October 19, 1934, Pages 1, 3
Two Hundred Hold
Meeting to Protest
CCNY Suspensions
Adopt Resolutions Demanding
Reinstatement of Students,
Ousting of
Pres. Robinson
Two hundred Brooklyn
College students attended a meeting on Wednesday to protest the
suspension or debarrment from classes of sixteen City College students
for their part in the anti-fascist demonstration on October 9. The
Brooklyn College meeting was called by the National Student League and
the Student League for Industrial Democracy, organizations not
officially recognized by Student Council.
Morris Milgram, a
debarred student, urged the students to support the student body of
City College in its struggle to reinstate the suspended students and to
oust President Frederick Robinson.
The assembled
students passed unanimously the following resolution:
"Be it hereby
resolved that we, students of Brooklyn College, in mass meeting
assembled, do strongly condemn the action of the City College
administration in regard to the suppression of the anti-fascist
students, and demand that the sixteen suspended students and the
Student Council be immediately reinstated, and that the freshman
vigilante committee be dissolved and that the proposed investigation of
the student newspapers, Student and Campus immediately
be dropped."
The meeting also
passed a resolution calling for the ousting of President Robinson
(Continued on page 3)
because we as Brooklyn College students see in the actions of
President Robinson incipient Fascism, which may spread throughout
American colleges; we demand that the Board of, Higher Education oust
President Robinson."
A mock trial of
President Robinson will he held on Friday, October 10, at Weber Hall,
119 East Eleventh Street, at eight p.m.
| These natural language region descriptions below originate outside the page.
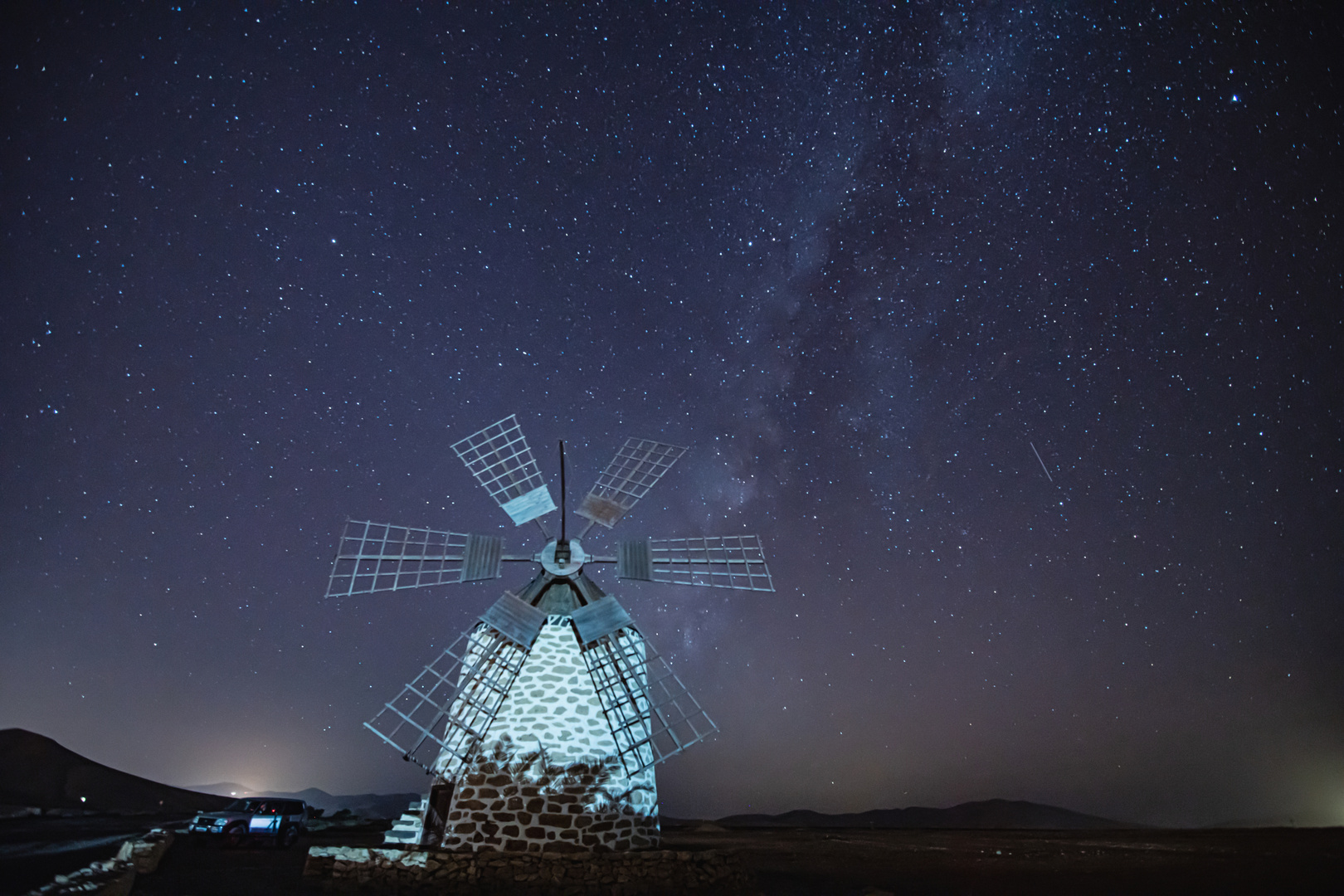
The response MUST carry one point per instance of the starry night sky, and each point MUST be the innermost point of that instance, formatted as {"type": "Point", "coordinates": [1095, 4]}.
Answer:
{"type": "Point", "coordinates": [262, 266]}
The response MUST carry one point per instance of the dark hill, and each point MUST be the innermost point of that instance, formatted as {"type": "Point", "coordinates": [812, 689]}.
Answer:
{"type": "Point", "coordinates": [990, 813]}
{"type": "Point", "coordinates": [363, 805]}
{"type": "Point", "coordinates": [38, 772]}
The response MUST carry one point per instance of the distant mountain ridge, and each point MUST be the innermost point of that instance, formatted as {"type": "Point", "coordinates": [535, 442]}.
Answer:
{"type": "Point", "coordinates": [362, 805]}
{"type": "Point", "coordinates": [988, 813]}
{"type": "Point", "coordinates": [38, 772]}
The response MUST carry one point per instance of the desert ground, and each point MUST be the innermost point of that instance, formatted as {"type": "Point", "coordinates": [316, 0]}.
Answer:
{"type": "Point", "coordinates": [851, 861]}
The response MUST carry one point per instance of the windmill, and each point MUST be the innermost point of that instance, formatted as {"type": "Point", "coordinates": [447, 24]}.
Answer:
{"type": "Point", "coordinates": [542, 723]}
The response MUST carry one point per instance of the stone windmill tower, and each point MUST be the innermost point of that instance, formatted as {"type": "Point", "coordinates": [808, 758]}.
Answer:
{"type": "Point", "coordinates": [542, 723]}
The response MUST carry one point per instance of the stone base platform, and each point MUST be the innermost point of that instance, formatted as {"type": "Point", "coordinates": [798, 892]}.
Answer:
{"type": "Point", "coordinates": [440, 871]}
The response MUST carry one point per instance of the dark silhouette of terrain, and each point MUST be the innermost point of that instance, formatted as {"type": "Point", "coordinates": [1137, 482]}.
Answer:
{"type": "Point", "coordinates": [38, 772]}
{"type": "Point", "coordinates": [362, 805]}
{"type": "Point", "coordinates": [1001, 815]}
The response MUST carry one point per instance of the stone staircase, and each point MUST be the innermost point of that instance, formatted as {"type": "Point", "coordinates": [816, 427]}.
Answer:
{"type": "Point", "coordinates": [407, 830]}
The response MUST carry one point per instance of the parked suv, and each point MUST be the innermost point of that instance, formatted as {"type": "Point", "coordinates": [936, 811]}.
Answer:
{"type": "Point", "coordinates": [275, 821]}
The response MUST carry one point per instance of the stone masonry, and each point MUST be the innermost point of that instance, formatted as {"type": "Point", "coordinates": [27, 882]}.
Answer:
{"type": "Point", "coordinates": [550, 779]}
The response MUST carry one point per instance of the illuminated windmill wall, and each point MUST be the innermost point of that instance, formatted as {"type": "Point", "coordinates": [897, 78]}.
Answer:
{"type": "Point", "coordinates": [542, 724]}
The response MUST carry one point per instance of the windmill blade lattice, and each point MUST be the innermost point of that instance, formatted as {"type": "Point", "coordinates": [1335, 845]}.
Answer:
{"type": "Point", "coordinates": [721, 562]}
{"type": "Point", "coordinates": [441, 716]}
{"type": "Point", "coordinates": [375, 557]}
{"type": "Point", "coordinates": [636, 468]}
{"type": "Point", "coordinates": [502, 461]}
{"type": "Point", "coordinates": [648, 709]}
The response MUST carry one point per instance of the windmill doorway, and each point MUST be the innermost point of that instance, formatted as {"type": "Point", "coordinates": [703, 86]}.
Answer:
{"type": "Point", "coordinates": [436, 815]}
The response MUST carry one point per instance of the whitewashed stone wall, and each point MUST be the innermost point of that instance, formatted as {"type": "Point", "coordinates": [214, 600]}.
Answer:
{"type": "Point", "coordinates": [550, 779]}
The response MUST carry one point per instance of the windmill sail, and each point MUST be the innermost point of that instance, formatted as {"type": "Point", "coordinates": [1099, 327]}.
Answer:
{"type": "Point", "coordinates": [554, 699]}
{"type": "Point", "coordinates": [375, 557]}
{"type": "Point", "coordinates": [650, 712]}
{"type": "Point", "coordinates": [441, 716]}
{"type": "Point", "coordinates": [721, 562]}
{"type": "Point", "coordinates": [635, 469]}
{"type": "Point", "coordinates": [502, 461]}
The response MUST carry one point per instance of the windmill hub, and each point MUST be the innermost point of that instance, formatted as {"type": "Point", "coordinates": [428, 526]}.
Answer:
{"type": "Point", "coordinates": [558, 567]}
{"type": "Point", "coordinates": [553, 699]}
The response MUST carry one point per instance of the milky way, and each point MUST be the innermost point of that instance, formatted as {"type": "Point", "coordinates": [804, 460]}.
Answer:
{"type": "Point", "coordinates": [1012, 329]}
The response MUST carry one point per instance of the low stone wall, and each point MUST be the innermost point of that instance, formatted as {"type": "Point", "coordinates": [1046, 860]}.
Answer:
{"type": "Point", "coordinates": [438, 871]}
{"type": "Point", "coordinates": [113, 876]}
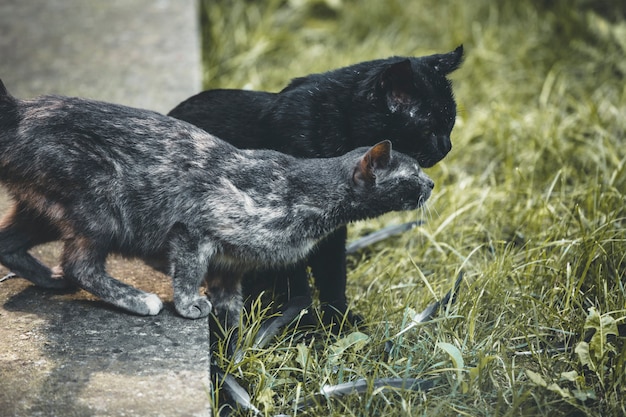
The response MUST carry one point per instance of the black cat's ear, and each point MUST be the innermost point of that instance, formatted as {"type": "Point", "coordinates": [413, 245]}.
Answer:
{"type": "Point", "coordinates": [376, 158]}
{"type": "Point", "coordinates": [397, 82]}
{"type": "Point", "coordinates": [446, 63]}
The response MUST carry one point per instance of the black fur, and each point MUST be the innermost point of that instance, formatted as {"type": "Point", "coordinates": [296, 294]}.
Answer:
{"type": "Point", "coordinates": [406, 100]}
{"type": "Point", "coordinates": [105, 178]}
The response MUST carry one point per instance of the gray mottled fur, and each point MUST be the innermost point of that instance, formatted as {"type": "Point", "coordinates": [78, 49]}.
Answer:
{"type": "Point", "coordinates": [105, 178]}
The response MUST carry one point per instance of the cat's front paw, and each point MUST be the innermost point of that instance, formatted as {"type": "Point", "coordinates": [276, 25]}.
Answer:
{"type": "Point", "coordinates": [194, 309]}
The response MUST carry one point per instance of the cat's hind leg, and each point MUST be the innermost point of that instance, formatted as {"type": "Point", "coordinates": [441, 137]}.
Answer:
{"type": "Point", "coordinates": [20, 230]}
{"type": "Point", "coordinates": [189, 260]}
{"type": "Point", "coordinates": [84, 263]}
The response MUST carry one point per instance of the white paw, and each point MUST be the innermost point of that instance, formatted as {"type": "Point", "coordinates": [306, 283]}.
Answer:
{"type": "Point", "coordinates": [153, 303]}
{"type": "Point", "coordinates": [195, 309]}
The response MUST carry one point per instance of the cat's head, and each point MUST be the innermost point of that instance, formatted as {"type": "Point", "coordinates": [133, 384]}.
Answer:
{"type": "Point", "coordinates": [389, 181]}
{"type": "Point", "coordinates": [419, 106]}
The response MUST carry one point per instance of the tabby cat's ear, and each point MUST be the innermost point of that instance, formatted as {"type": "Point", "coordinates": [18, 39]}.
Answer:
{"type": "Point", "coordinates": [376, 158]}
{"type": "Point", "coordinates": [446, 63]}
{"type": "Point", "coordinates": [397, 82]}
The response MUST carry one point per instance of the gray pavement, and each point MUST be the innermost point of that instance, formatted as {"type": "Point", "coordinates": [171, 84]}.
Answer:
{"type": "Point", "coordinates": [68, 354]}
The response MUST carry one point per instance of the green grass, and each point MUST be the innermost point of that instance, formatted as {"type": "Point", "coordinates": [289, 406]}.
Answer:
{"type": "Point", "coordinates": [530, 204]}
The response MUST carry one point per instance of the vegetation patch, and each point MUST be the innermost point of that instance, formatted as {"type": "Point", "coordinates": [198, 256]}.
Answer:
{"type": "Point", "coordinates": [530, 205]}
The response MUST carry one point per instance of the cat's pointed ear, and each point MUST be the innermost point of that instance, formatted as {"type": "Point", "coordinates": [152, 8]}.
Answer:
{"type": "Point", "coordinates": [397, 82]}
{"type": "Point", "coordinates": [446, 63]}
{"type": "Point", "coordinates": [376, 158]}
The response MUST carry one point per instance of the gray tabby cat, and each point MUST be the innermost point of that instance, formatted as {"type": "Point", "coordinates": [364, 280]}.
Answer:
{"type": "Point", "coordinates": [105, 178]}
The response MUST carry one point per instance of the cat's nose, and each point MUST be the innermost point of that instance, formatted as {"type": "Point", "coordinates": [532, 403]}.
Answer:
{"type": "Point", "coordinates": [445, 145]}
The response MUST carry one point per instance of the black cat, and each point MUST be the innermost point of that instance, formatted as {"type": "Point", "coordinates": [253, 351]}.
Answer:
{"type": "Point", "coordinates": [105, 178]}
{"type": "Point", "coordinates": [406, 100]}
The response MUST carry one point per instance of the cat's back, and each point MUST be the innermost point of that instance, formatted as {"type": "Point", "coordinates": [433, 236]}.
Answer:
{"type": "Point", "coordinates": [235, 115]}
{"type": "Point", "coordinates": [64, 140]}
The trial is under the auspices
of the National Student League and the plaintiffs are Edwin Alexander,
suspended City College student, Ruth Rosenthal, a Hunter student and
Herbert George Loddies, expelled from Wagner College in Staten Island
for anti-fascist activity. Joseph Starobin, expelled from City College
in May, 1933, because of the Jingo Day demonstration, will be
prosecuting attorney and Theodore Draper, editor of the Student
Review, will sum up for the defense. The presiding judge will be
Donald Henderson, expelled instructor from Columbia University.